Second Minimum Time to Reach Destination

Second Minimum Time to Reach Destination - Problem

A city is represented as a bi-directional connected graph with n vertices where each vertex is labeled from 1 to n (inclusive). The edges in the graph are represented as a 2D integer array edges, where each edges[i] = [ui, vi] denotes a bi-directional edge between vertex ui and vertex vi. Every vertex pair is connected by at most one edge, and no vertex has an edge to itself.

The time taken to traverse any edge is time minutes. Each vertex has a traffic signal which changes its color from green to red and vice versa every change minutes. All signals change at the same time. You can enter a vertex at any time, but can leave a vertex only when the signal is green. You cannot wait at a vertex if the signal is green.

The second minimum value is defined as the smallest value strictly larger than the minimum value. For example, the second minimum value of [2, 3, 4] is 3, and the second minimum value of [2, 2, 4] is 4.

Given n, edges, time, and change, return the second minimum time it will take to go from vertex 1 to vertex n.

Note: You can go through any vertex any number of times, including 1 and n.
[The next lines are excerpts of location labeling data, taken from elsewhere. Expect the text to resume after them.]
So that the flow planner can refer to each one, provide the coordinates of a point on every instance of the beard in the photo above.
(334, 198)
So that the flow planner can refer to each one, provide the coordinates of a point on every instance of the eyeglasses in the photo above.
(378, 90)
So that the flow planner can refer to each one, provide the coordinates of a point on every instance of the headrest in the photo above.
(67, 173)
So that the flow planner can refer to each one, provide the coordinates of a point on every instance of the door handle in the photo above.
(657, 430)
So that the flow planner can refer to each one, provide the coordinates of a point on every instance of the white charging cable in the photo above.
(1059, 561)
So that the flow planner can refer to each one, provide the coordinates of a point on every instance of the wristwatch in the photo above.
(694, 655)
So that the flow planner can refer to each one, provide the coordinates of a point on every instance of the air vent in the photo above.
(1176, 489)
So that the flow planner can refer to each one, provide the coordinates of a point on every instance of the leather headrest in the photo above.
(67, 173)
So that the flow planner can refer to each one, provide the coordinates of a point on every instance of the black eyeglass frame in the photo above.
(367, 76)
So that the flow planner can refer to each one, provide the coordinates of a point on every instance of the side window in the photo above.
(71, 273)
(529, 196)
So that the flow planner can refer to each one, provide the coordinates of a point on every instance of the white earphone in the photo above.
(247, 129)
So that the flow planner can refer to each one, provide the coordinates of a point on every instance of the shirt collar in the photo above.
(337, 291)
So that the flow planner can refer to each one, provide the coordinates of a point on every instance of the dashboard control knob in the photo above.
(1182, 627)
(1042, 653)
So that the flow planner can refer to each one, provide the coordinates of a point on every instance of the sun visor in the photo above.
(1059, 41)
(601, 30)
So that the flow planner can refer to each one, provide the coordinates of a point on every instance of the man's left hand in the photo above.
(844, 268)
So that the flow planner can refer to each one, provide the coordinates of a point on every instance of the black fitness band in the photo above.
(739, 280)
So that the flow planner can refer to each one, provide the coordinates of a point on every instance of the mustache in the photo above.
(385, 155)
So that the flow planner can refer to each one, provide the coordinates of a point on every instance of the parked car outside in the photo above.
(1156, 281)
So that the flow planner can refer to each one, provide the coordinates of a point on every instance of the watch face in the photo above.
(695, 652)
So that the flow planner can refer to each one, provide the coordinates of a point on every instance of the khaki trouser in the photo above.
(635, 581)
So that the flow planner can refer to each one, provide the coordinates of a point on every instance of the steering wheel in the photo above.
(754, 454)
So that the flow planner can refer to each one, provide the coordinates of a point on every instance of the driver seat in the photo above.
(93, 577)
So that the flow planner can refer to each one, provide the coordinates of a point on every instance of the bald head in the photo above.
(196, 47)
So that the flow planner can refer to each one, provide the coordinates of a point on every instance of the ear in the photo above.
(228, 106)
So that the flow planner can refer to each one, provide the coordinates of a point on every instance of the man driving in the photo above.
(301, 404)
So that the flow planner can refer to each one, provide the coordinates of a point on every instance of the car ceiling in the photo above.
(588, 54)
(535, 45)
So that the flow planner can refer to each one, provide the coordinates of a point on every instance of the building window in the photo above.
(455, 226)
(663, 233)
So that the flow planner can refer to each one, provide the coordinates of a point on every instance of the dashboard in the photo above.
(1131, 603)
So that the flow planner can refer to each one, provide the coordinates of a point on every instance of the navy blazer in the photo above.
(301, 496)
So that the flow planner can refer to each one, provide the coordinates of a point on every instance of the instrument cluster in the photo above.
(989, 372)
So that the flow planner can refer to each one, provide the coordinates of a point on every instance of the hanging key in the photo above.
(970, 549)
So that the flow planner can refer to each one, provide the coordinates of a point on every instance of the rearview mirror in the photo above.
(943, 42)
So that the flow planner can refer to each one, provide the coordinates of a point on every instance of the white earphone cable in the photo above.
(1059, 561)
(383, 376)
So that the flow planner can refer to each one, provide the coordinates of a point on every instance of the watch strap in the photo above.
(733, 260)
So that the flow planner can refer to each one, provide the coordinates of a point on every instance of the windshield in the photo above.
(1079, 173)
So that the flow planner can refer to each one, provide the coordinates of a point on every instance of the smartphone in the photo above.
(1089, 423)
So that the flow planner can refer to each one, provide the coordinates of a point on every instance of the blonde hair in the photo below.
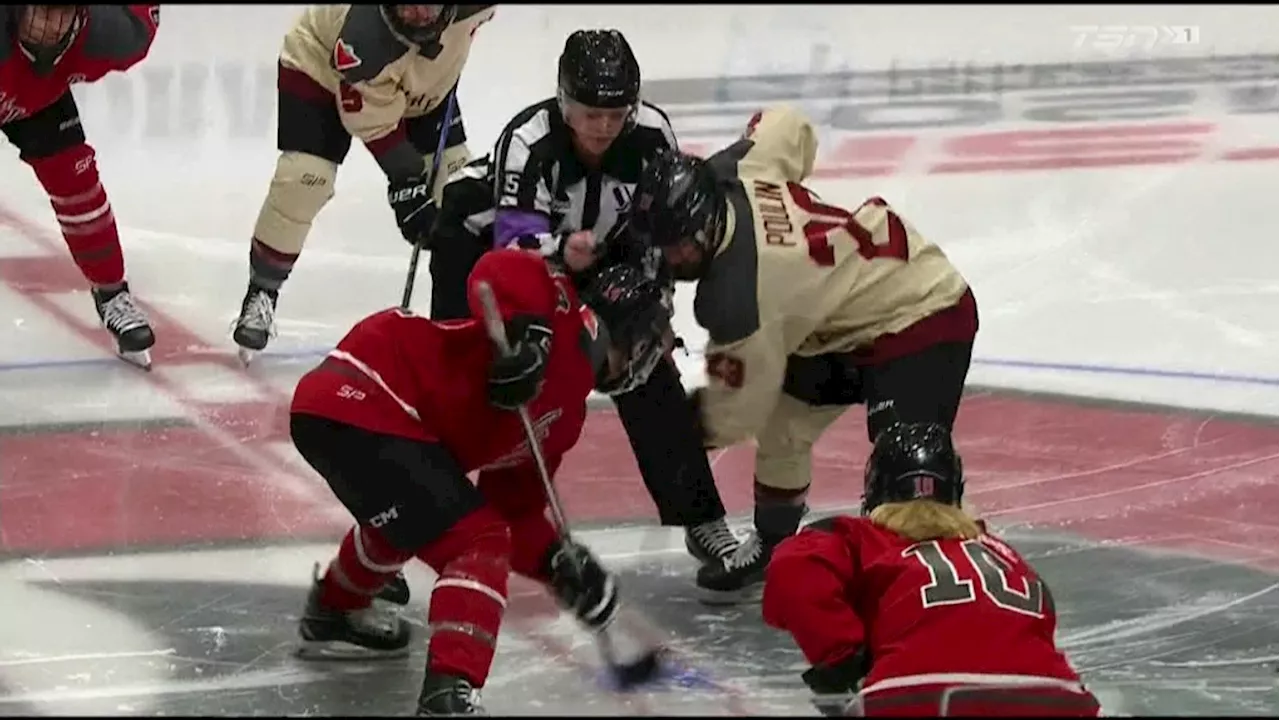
(926, 519)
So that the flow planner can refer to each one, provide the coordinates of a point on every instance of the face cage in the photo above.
(568, 105)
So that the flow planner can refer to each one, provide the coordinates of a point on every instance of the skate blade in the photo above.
(338, 651)
(717, 598)
(138, 358)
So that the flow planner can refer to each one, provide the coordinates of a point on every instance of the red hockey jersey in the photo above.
(403, 374)
(931, 615)
(114, 37)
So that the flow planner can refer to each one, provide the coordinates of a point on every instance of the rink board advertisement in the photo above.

You can assume that when the journey starts, all signals have just turned green.

Input & Output

Example 1 — Basic Graph

$ Input: n = 5, edges = [[1,2],[1,3],[1,4],[3,4],[4,5]], time = 3, change = 5

› Output: 13

💡 Note: First minimum path: 1→4→5 takes 6 time units. Second minimum: 1→3→4→5 or 1→2→1→4→5 takes 13 time units considering traffic light delays.

Example 2 — Simple Path

$ Input: n = 2, edges = [[1,2]], time = 3, change = 2

› Output: 11

💡 Note: Only one direct path 1→2. First minimum is 3. To get second minimum, go 1→2→1→2, which takes 11 time units with traffic delays.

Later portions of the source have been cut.